Aksi 411 hingga aksi yang paling menyedot perhatian seisi Asia, Aksi 2 Desember 2016, atau Aksi 212. Aksi itu dianggap aksi terbesar karena umat Islam dapat dikumpulkan di Monas dan sekitarnya. Umat Muslim tumpah ruah di jalanan menuju Monas.
Hari itu bak tiada ruang tersisa atau kosong. Tuntutannya jelas supaya Ahok dapat diadili. Bila perlu dan memang perlu Ahok dianulir dari Pilgub DKI Jakarta 2017. Aksi 212 memang membuat Ahok jadi tersangka.
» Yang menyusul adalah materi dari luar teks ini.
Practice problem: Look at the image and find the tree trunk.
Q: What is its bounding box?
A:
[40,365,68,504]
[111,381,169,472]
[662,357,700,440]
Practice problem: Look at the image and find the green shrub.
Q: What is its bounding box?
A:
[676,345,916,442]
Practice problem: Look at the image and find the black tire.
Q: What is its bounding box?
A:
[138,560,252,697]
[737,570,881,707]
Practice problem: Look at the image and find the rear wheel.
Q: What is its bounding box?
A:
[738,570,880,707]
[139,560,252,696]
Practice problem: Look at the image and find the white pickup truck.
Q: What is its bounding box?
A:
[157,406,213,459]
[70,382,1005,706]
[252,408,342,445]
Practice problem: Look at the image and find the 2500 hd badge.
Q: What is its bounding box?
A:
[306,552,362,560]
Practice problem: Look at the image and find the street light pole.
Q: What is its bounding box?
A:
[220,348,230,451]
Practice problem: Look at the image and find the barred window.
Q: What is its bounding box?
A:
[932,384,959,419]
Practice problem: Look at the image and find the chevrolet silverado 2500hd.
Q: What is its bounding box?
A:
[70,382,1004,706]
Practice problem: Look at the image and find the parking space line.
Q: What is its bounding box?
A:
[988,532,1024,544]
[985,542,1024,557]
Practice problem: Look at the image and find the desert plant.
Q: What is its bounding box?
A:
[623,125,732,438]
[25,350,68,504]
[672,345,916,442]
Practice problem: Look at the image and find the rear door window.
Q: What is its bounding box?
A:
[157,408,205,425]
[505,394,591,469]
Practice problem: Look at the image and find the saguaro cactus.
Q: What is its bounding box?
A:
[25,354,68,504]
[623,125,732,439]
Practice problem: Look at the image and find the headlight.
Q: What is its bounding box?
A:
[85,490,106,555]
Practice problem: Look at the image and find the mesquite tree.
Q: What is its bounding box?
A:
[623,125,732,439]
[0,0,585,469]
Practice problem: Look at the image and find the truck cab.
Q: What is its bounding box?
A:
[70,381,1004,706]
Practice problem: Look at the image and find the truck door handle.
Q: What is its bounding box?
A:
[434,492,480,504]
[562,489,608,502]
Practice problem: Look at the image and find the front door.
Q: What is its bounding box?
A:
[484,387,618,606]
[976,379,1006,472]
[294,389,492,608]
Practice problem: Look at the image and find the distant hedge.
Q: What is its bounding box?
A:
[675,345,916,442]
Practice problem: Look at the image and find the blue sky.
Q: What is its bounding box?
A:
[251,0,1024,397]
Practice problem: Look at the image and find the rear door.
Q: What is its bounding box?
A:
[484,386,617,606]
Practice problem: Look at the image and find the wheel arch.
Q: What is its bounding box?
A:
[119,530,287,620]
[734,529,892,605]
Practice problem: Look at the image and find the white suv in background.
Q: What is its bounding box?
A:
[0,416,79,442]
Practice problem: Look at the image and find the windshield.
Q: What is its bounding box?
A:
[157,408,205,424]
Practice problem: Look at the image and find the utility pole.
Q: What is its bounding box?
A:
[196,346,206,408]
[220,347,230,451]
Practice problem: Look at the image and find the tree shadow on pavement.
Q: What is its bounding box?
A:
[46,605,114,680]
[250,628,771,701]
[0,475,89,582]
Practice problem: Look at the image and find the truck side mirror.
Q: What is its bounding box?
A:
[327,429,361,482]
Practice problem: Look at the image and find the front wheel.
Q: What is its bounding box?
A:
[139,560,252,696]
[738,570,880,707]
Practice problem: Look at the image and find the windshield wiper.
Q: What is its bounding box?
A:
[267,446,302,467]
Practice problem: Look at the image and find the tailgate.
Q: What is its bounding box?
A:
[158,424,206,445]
Namun, gaung Ahok sebagai peserta Pilgub DKI Jakarta 2017 tetap berjalan.
Kondisi itu memunculkan ide untuk melancarkan Aksi 11 Februari 2017 atau Aksi 112. Aksi itu dilakukan di tengah minggu tenang kampanye. Nuansa politiknya kental. Namun, tuntutannya bukan cuma urusan Ahok belaka. Urusan aparat keamanan yang ingin melakukan kriminalisasi ulama juga diangkat.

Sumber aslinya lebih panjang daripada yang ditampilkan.